We gave it an A
Like the ”speed dater” who gives potential boyfriends six minutes to impress her (”They lost me at hello”) and the shrink who analyzes bickering couples (he can usually tell who’s heading for divorce within three minutes), I knew from the first few pages of Malcolm Gladwell’s Blink exactly what I thought: I’m gonna be up all night reading this.
And, as Gladwell puts it in his smart, breezy celebration of intuition, ”decisions made very quickly can be every bit as good as decisions made cautiously and deliberately.” In fact, they can be much, much better. Gladwell has rounded up scores of arresting anecdotes to support and advance his thought-provoking theories in this sinuous, fascinating narrative. Billionaire investor George Soros can’t always explain why he chooses to buy and sell, he just gets a backache when it’s time to change his position in the market. The director of the Benaki Museum in Athens knew at first glance that a celebrated sculpture was a fake because he experienced a moment of ”intuitive revulsion.” Why? How?

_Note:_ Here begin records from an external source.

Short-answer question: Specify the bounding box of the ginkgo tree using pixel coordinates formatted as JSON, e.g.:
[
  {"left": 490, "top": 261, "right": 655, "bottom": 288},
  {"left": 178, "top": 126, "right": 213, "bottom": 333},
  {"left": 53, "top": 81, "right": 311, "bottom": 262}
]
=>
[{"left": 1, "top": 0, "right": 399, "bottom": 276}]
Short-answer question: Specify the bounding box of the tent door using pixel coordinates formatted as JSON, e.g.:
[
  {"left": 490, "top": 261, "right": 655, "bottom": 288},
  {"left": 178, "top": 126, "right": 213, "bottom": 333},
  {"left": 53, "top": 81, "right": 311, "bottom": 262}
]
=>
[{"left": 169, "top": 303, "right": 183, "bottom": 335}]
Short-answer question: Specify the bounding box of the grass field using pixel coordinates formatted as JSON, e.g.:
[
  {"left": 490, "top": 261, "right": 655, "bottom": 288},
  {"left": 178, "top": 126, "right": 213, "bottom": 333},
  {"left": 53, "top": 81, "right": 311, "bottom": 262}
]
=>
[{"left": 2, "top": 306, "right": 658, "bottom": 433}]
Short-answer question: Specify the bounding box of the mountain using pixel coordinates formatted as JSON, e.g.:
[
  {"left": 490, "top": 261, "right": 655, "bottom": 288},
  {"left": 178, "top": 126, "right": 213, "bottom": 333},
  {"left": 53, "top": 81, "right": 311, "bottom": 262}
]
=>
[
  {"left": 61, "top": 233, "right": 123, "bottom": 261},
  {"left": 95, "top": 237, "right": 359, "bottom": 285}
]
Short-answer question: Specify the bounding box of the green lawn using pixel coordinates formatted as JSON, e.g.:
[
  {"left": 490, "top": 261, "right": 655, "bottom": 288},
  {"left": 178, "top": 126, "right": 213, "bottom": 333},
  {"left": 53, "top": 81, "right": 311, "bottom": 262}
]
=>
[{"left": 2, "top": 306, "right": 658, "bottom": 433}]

Gladwell (veteran New Yorker writer and author of 2000’s The Tipping Point) explores those questions and also rightly considers the limitations of snap judgments, which can easily make fools of us. As he points out, Americans saw the strapping, handsome Warren G. Harding, couldn’t get over his good looks, and proceeded to elect one of the worst presidents in U.S. history. You can’t judge a book by its cover. But Gladwell had me at hello — and kept me hooked to the final page.